Clinical findings may be combined with ultrasound to diagnose macrosomia. Ultrasound-derived estimates of fetal weight are obtained by entering the measurements of various fetal body parts, usually including the AC, into one of several popular regression equations. However, most of the regression formulas currently in use are associated with significant errors when the fetus is macrosomic. The superiority of ultrasound-derived estimates of fetal weight over clinical estimates has not been established.
The true value of ultrasound in management of macrosomia is its ability to rule out the diagnosis.
The differential diagnosis of an enlarged uterus includes a large fetus, more than one fetus (multiple gestation), extra amniotic fluid (polyhydramnios), large placenta (molar pregnancy), and large uterus (uterine leiomyomata, other gynecologic tumor, or uterine anomaly).
Management
For mothers without diabetes, no clinical interventions designed to treat or curb fetal growth when macrosomia is suspected have been reported. Current evidence does not support early delivery for macrosomia alone, because induction of labor does not decrease maternal and neonatal morbidity; however, it does increase the rate of cesarean deliveries. In addition, the data do not support a specific estimated fetal weight at which women should undergo elective cesarean delivery. Given the limitations of ultrasound estimations and the association with increasing injury with increasing infant weight, the American College of Obstetricians and Gynecologists recommends that a cesarean delivery should be offered for estimated fetal weights greater than 5,000 g in women without diabetes and greater than 4,500 g in women with diabetes.

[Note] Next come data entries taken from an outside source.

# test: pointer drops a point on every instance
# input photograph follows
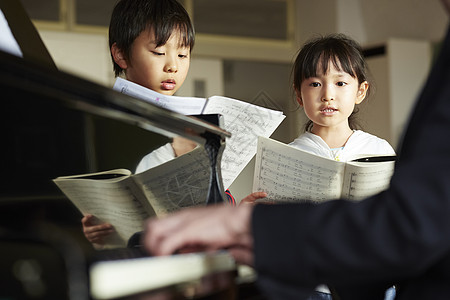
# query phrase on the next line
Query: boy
(151, 43)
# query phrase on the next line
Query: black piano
(56, 124)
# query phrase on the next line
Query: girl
(330, 78)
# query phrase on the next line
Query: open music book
(127, 277)
(245, 122)
(125, 200)
(289, 174)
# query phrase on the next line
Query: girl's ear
(299, 97)
(118, 56)
(362, 92)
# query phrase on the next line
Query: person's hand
(203, 229)
(95, 232)
(251, 199)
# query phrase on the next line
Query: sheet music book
(289, 174)
(125, 200)
(244, 120)
(126, 277)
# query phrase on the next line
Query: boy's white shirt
(155, 158)
(359, 143)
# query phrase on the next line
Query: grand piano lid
(92, 98)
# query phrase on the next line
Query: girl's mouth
(168, 84)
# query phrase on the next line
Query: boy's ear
(362, 92)
(118, 56)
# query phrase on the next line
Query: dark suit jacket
(400, 236)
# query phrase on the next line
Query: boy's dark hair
(343, 52)
(130, 17)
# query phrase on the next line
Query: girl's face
(162, 69)
(329, 99)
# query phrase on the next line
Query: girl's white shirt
(359, 143)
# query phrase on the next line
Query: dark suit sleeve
(395, 235)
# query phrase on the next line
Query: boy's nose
(171, 68)
(327, 95)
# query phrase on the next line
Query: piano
(56, 124)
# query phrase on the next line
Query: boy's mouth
(328, 110)
(168, 84)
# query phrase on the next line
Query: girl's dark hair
(343, 52)
(130, 17)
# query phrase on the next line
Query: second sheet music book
(289, 174)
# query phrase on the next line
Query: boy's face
(162, 69)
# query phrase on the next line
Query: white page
(288, 174)
(182, 105)
(246, 122)
(7, 41)
(111, 202)
(366, 179)
(179, 183)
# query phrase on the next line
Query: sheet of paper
(177, 184)
(7, 41)
(290, 175)
(246, 122)
(111, 202)
(182, 105)
(366, 179)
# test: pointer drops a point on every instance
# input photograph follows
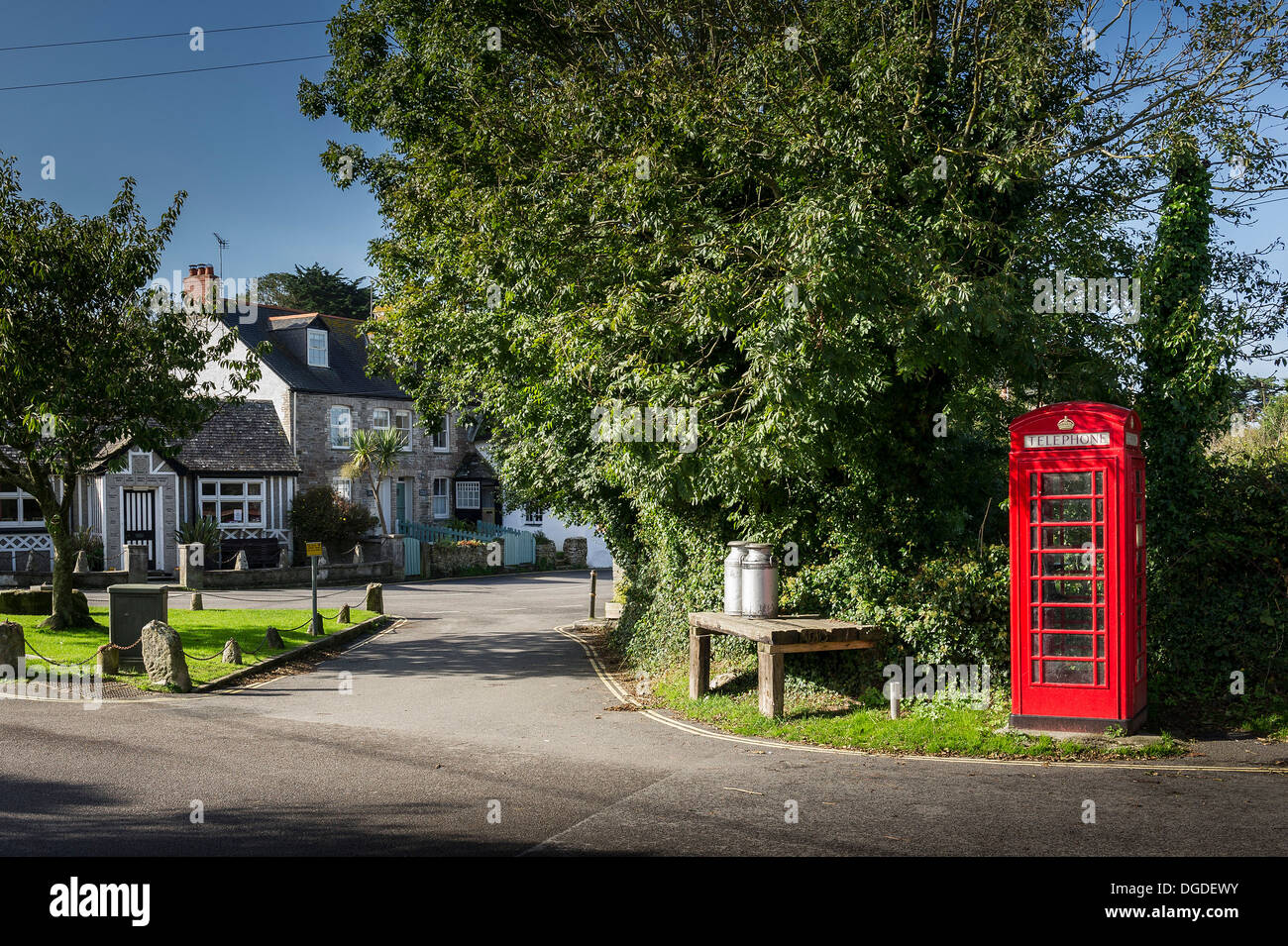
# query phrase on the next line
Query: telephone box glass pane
(1067, 510)
(1067, 618)
(1068, 589)
(1067, 645)
(1067, 564)
(1067, 484)
(1068, 671)
(1067, 537)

Various techniques can be used to facilitate vaginal delivery in the case of shoulder dystocia, such as exaggerated flexion of the thighs (McRoberts maneuver; see Fig. 9.9A), suprapubic pressure, various rotations, episiotomy, delivery of the posterior arm, and intentional clavicular fracture. The Zavanelli maneuver, cephalic replacement with subsequent cesarean delivery, has yielded mixed results. A prolonged second stage of labor or arrest of descent in the second stage is an indication for cesarean delivery. Postpartum or neonatal management depends on gestational age and underlying etiology.
Clinical Follow-Up
You should share your concerns about possible intrauterine growth restriction with your patient. Ultrasound evaluation is warranted. Once the diagnosis is established, careful, ongoing management of your patient throughout her pregnancy and delivery is important. Frequent counseling and addressing your patient’s questions and concerns is also important. Caring for patients with fetal growth abnormalities, whether “too small” or “too big,” can be challenging.